Vol. 75 - Edição Especial: Participação Social - lições do passado para pensar o futuro

2024-08-13

A participação social no Brasil está em um ponto de inflexão, onde o aprendizado do passado pode orientar a construção do futuro nas escolhas do presente. Após décadas de tentativas para institucionalizar práticas participativas na gestão de políticas públicas, o país enfrentou tendências para desinstitucionalização de tais práticas, em particular, pelo desmonte de arranjos institucionais, que foi acompanhado de resistências nos campos burocrático e social. Esse cenário instável exige uma análise crítica e prospectiva para entender como a participação social pode evoluir e se fortalecer no cotidiano.

A história recente do Brasil revela uma dissonância entre a aparência de participação democrática e a real capacidade de influência dessas instâncias participativas sobre as decisões políticas, especialmente em áreas pouco permeáveis à sociedade. Essa desconexão tem gerado indiferença, desencanto e frustração entre participantes, minando a confiança nas instituições democráticas e enfraquecendo o engajamento cívico. A percepção de que a participação social não resulta em mudanças concretas é um obstáculo significativo para a revitalização de processos participativos na gestão pública.

O atual Governo Federal sinaliza esforços para a reconstrução da arquitetura de participação em novo desenho, com a recomposição de conselhos, a ênfase na interação digital, a promoção da educação popular e a implementação de Assessorias de Participação Social e Diversidade em gabinetes ministeriais. Essas iniciativas representam uma oportunidade para revitalizar desenhos institucionais de participação social, integrando práticas inovadoras e tecnologias emergentes para ampliar o alcance e a eficácia das práticas.

As iniciativas de Governo Aberto oferecem um caminho para aumentar a transparência, a accountability e a inclusão social. A disponibilização de dados públicos de forma acessível e a promoção da consulta e deliberação em plataformas digitais podem transformar a relação entre Estado e sociedade, fortalecendo a ação cidadã e a governança democrática. No entanto, é essencial enfrentar desafios como a desigualdade de acesso às tecnologias digitais e a necessidade de capacitação contínua, para garantir que essas iniciativas alcancem seu pleno potencial.

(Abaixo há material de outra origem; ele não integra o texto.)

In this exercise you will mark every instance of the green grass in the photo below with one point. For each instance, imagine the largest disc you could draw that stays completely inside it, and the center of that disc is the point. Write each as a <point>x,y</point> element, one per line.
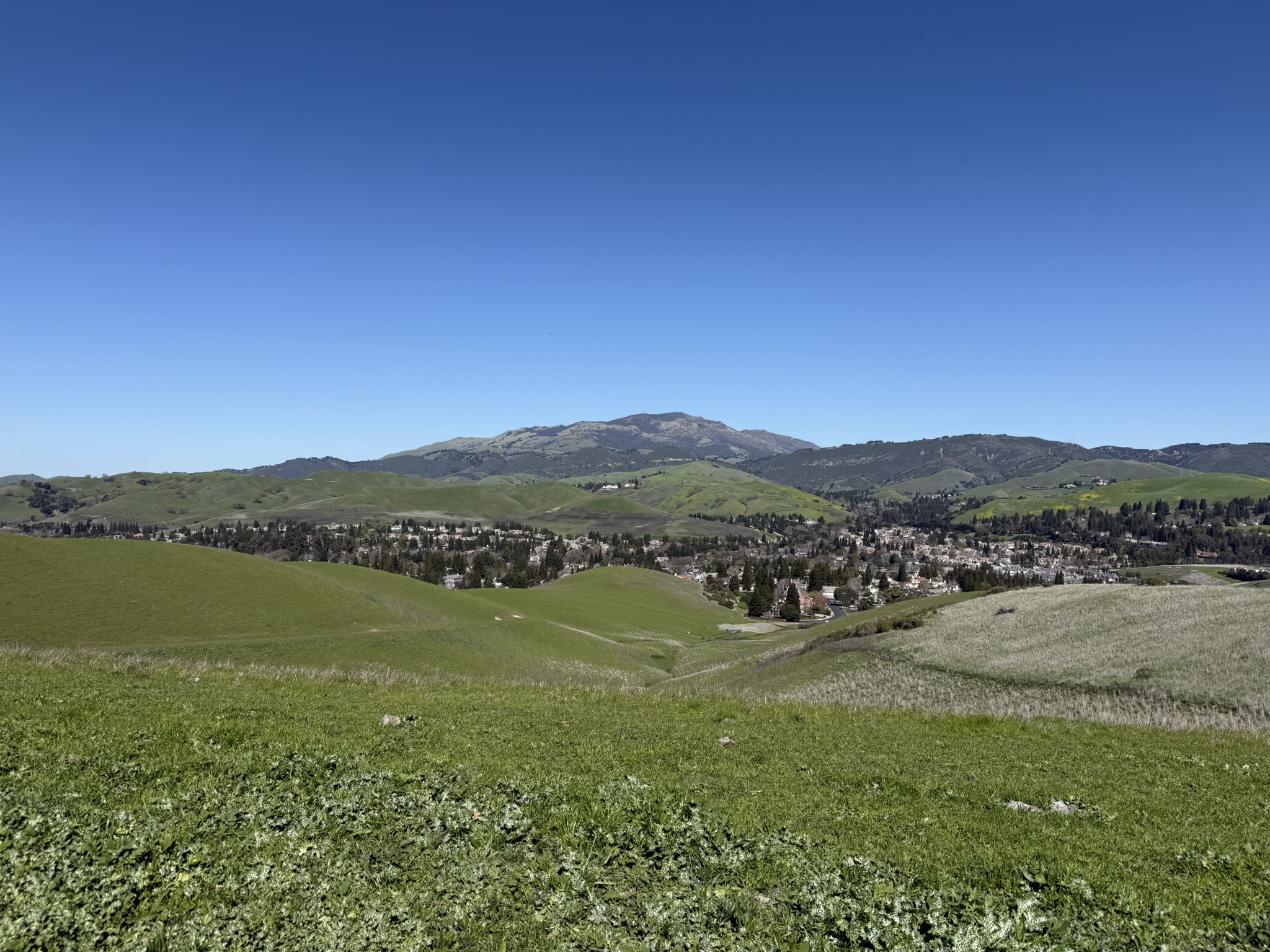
<point>263,806</point>
<point>193,499</point>
<point>716,489</point>
<point>275,813</point>
<point>625,626</point>
<point>1213,487</point>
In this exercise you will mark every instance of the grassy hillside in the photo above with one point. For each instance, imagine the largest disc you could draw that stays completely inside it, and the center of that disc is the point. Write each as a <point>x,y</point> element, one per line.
<point>1212,487</point>
<point>226,809</point>
<point>704,487</point>
<point>602,626</point>
<point>192,499</point>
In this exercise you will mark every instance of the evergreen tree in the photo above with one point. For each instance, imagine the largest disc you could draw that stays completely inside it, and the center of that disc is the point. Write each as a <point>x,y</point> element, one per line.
<point>791,611</point>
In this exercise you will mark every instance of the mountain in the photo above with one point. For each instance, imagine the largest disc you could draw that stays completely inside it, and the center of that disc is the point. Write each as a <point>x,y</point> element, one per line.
<point>1248,459</point>
<point>563,452</point>
<point>977,459</point>
<point>705,439</point>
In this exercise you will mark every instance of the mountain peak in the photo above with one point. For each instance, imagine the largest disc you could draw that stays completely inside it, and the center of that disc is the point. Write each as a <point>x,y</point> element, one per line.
<point>711,439</point>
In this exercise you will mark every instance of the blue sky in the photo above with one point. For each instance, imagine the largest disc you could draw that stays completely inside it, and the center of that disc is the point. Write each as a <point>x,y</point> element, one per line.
<point>238,232</point>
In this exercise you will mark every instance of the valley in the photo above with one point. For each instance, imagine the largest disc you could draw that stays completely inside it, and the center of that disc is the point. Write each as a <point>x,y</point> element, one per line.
<point>1028,691</point>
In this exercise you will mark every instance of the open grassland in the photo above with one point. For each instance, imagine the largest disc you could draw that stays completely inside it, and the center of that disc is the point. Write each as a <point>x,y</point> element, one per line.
<point>716,489</point>
<point>1213,487</point>
<point>626,626</point>
<point>1173,656</point>
<point>231,809</point>
<point>193,499</point>
<point>1201,644</point>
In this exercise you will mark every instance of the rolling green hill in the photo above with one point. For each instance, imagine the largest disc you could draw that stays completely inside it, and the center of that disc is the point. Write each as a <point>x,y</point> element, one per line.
<point>164,800</point>
<point>626,626</point>
<point>1213,487</point>
<point>716,489</point>
<point>334,495</point>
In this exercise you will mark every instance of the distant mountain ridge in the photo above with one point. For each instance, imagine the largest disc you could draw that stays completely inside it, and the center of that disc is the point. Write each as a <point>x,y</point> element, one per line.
<point>643,441</point>
<point>982,460</point>
<point>1248,459</point>
<point>564,451</point>
<point>708,439</point>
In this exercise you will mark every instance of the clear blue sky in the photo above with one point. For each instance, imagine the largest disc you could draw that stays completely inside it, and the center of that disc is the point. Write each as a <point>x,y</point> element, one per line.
<point>238,232</point>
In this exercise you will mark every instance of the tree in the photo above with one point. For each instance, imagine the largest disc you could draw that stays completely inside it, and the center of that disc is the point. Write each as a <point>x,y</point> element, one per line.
<point>791,611</point>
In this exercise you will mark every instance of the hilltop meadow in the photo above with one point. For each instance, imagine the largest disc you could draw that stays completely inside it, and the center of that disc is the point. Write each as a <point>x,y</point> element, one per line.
<point>195,757</point>
<point>664,505</point>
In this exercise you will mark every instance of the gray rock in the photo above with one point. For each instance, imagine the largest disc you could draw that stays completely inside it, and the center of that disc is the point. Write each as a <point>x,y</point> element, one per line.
<point>1021,805</point>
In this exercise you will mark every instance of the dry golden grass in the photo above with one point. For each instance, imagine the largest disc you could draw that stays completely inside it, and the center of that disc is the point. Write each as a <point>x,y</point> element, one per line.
<point>1175,658</point>
<point>1203,645</point>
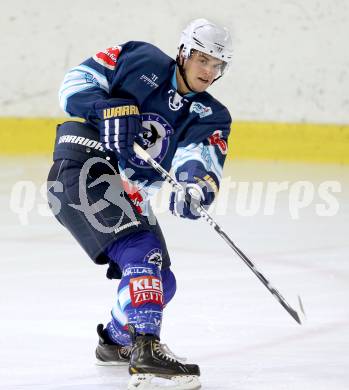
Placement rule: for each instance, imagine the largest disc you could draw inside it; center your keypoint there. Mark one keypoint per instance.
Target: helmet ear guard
(207, 38)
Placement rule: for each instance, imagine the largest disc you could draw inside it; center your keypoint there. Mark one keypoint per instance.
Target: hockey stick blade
(205, 215)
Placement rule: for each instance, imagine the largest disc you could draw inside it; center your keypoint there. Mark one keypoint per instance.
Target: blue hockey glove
(120, 122)
(185, 203)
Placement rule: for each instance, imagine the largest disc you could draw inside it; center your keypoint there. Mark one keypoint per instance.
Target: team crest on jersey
(154, 138)
(200, 109)
(108, 58)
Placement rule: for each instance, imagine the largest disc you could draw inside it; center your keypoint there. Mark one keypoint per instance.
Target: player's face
(201, 69)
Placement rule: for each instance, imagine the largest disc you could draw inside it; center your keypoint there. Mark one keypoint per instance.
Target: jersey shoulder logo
(216, 139)
(108, 58)
(200, 109)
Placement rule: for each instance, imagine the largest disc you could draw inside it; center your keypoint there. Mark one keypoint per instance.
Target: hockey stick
(204, 214)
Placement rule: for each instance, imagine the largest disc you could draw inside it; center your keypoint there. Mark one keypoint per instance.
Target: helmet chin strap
(182, 72)
(184, 76)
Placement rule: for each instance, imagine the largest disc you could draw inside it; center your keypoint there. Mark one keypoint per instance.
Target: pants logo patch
(146, 289)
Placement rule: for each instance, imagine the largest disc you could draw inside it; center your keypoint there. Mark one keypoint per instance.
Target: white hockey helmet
(208, 38)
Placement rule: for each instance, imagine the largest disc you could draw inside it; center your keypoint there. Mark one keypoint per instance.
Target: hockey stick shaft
(205, 215)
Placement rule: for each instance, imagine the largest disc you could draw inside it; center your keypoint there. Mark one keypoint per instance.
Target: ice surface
(223, 318)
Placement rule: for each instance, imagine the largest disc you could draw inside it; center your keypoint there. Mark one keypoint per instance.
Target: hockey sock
(140, 292)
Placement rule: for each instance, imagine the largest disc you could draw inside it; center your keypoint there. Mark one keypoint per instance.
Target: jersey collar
(174, 84)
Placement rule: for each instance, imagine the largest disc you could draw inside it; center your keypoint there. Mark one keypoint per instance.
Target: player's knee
(169, 284)
(138, 248)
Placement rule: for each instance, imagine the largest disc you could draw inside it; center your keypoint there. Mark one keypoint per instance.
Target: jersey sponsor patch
(154, 257)
(109, 57)
(216, 139)
(146, 289)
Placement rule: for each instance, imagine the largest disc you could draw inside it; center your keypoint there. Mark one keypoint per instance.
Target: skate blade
(153, 382)
(116, 363)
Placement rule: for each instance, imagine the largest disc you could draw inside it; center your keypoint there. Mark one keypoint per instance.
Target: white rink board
(222, 318)
(290, 57)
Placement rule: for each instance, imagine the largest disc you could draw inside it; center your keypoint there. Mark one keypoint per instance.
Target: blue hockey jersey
(185, 133)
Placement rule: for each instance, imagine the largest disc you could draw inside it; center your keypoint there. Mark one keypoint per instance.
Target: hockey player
(135, 93)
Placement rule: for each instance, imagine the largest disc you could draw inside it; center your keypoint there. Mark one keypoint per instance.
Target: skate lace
(164, 351)
(126, 351)
(165, 348)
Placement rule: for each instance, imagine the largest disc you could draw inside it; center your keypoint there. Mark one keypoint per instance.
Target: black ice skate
(149, 361)
(110, 354)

O desafio agora é mostrar a relevância das instituições participativas para além da reafirmação de um projeto político específico, demonstrando sua capacidade de melhorar a qualidade dos serviços públicos e incorporar sugestões da população. Por isso, os mecanismos de participação na gestão precisam ser abertos e inclusivos, permitindo a participação de indivíduos e coletivos não necessariamente especializados, mas diretamente afetados pelas políticas.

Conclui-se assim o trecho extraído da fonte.